Another variation on the “mho” characteristic is to equip the distance relay with multiple elements, each one with a different reach. The purpose of this is to provide backup protection for other zones by allowing the distance relay to overreach its primary protection zone:

Since distance relays trip whenever the tip of the impedance phasor falls within the prescribed area on the R-X diagram, at first it may seem as though zones 1 and 2 are pointlessly redundant to zone 3, since any fault lying within one of the inner zones will certainly be within the reach of the furthest zone. Indeed, this would be the case if all three distance elements operated at the same speed. However, if the zone 2 reach is purposely delayed in its action to be slower than zone 1, and zone 3 purposely delayed to make it slower than zone 2, the distance relay will serve to provide remote backup protection for the substation bus and transformer zones in the event the protective relays and/or breakers for those zones fail to properly clear a fault.

The following photograph shows a pair of Westinghouse electromechanical distance relays mounted next to a pair of time-delay units, each timer providing a different amount of delay for each of the two zones of protection afforded by the distance relays:

In the age of microprocessor relays, this design philosophy of physically wiring time-delay relays to the outputs of electromechanical protective relays for multi-zone protection may seem archaic, but it represents standard practice in distance relaying for a number of decades.
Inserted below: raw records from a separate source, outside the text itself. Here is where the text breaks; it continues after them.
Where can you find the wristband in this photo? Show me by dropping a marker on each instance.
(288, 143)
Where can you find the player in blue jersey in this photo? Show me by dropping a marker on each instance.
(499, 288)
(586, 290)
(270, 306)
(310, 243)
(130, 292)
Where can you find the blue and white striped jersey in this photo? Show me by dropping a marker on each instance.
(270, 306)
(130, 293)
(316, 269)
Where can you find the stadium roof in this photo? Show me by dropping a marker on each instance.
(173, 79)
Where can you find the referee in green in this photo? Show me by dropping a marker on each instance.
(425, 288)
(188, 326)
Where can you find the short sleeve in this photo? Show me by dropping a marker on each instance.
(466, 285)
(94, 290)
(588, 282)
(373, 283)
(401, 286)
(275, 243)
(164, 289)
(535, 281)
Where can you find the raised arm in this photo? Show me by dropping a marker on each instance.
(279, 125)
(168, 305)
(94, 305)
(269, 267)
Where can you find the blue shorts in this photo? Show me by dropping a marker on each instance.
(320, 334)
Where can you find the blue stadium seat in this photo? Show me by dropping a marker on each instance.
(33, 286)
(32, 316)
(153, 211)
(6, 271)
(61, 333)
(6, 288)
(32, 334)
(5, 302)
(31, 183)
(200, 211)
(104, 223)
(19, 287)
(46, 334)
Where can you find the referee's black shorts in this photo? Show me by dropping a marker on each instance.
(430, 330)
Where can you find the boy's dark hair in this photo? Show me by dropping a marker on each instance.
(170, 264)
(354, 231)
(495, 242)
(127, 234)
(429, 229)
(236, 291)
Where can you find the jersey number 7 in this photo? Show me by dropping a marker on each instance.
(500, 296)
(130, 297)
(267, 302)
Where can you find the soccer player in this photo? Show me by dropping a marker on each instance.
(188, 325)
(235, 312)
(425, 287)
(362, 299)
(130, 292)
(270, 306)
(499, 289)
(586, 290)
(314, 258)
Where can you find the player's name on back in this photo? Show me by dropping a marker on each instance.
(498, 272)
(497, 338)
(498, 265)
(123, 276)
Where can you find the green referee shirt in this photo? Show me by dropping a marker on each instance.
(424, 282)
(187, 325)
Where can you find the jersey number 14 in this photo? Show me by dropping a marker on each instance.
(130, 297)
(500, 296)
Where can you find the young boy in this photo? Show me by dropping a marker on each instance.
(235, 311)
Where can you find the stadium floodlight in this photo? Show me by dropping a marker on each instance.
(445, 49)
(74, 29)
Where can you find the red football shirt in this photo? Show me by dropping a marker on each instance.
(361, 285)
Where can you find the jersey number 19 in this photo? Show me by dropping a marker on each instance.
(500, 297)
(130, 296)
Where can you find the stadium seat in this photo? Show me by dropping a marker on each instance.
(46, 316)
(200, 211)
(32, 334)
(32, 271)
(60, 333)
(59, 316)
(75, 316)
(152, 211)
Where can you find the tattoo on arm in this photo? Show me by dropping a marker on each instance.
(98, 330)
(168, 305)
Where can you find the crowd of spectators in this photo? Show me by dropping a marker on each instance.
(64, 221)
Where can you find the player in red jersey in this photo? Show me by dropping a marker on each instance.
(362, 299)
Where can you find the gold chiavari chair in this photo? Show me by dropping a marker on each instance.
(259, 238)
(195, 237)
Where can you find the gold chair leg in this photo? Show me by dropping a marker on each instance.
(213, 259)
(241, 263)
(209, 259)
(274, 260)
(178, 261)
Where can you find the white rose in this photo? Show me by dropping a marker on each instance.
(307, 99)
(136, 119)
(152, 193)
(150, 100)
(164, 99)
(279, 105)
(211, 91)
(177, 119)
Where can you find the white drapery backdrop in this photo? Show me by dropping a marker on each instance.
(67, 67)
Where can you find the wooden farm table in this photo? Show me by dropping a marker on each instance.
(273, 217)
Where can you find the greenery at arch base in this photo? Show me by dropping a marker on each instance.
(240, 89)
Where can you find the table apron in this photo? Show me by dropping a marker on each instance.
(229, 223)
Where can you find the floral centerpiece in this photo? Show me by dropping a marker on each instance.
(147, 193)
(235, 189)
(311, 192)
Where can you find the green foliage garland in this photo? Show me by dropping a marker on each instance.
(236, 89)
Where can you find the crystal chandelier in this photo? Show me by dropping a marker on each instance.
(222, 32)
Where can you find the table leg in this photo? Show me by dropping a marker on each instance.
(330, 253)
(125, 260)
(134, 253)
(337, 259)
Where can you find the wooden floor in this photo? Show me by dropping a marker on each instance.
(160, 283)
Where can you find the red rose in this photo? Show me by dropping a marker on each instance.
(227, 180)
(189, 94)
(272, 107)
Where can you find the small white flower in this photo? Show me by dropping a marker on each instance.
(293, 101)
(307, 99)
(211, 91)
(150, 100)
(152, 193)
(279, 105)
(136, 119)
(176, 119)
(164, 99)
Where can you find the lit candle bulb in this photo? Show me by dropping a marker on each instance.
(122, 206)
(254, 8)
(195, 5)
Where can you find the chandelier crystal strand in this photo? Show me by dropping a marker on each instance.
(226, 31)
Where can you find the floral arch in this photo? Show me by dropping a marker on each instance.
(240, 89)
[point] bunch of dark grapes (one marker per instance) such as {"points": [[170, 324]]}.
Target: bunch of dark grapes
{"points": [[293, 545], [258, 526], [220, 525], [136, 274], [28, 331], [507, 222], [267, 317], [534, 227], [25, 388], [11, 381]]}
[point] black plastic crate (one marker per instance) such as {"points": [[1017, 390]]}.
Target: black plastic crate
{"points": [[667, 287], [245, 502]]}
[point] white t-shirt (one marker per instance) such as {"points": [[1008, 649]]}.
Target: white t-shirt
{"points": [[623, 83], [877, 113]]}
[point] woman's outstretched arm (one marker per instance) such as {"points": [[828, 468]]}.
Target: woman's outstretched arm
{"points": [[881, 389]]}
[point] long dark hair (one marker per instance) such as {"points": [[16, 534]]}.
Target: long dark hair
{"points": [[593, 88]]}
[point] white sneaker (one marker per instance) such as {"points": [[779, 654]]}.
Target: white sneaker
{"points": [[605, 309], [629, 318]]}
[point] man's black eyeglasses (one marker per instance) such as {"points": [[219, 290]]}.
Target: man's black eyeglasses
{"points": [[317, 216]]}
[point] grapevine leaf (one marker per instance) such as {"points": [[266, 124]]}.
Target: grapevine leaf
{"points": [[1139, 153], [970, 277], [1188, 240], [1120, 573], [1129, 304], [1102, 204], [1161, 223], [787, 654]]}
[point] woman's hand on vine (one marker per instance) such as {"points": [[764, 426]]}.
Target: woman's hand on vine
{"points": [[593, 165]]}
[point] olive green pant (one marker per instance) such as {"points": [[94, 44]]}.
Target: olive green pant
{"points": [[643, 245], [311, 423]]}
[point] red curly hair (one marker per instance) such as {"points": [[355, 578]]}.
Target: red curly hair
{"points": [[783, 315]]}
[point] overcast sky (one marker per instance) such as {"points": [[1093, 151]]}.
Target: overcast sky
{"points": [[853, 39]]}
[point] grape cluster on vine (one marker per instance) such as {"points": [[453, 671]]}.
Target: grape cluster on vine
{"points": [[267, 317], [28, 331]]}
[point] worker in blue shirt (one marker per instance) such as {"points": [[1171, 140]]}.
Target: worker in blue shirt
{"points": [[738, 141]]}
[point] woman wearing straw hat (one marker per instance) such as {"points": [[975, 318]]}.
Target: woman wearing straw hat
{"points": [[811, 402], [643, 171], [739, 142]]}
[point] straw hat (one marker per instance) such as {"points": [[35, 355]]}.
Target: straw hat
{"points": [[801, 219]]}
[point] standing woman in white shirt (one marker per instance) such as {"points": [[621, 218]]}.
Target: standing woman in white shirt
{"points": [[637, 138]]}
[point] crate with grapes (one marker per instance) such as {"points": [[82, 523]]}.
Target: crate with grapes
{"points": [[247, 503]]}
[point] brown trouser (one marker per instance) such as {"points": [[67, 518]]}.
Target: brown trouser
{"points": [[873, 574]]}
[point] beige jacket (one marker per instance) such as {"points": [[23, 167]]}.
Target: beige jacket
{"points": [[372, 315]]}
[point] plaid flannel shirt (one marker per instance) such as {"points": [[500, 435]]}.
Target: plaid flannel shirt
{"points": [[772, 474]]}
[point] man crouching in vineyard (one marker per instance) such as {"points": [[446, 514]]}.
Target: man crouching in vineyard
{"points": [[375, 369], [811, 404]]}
Of course, modern microprocessor-based distance relays are able to perform all the necessary zone timing functions along with distance-sensing fault detection within the same unit, and do so with a degree of precision unthinkable with electromechanical relays.

Modern microprocessor-based distance relays are not constrained to circular reach characteristics either, and thus may be programmed to implement a variety of interesting reach functions. Although the traditional “mho” characteristic is still available as an option within digital distance relays, another form of reach called the quadrilateral (or “quad” for short) is often provided, whereby the distance relay may be configured to trip for any impedance phasor lying within a four-sided boundary:

Another common option within digital distance relays is the load encroachment blocking characteristic, designed to prevent relay tripping on heavy (legitimate) loads that might otherwise fall within the reach of the distance relay’s characteristic:


  • Distance relay technology allows for identification of the fault and its location with respect to the sensing device.
  • Omni-directional distance relaying protects against faults of both forward and reverse power conditions.
  • Directionally-optimized distancing relay designs can be made more sensitive to forward or reverse power with the addition of phase-shifting capacitors.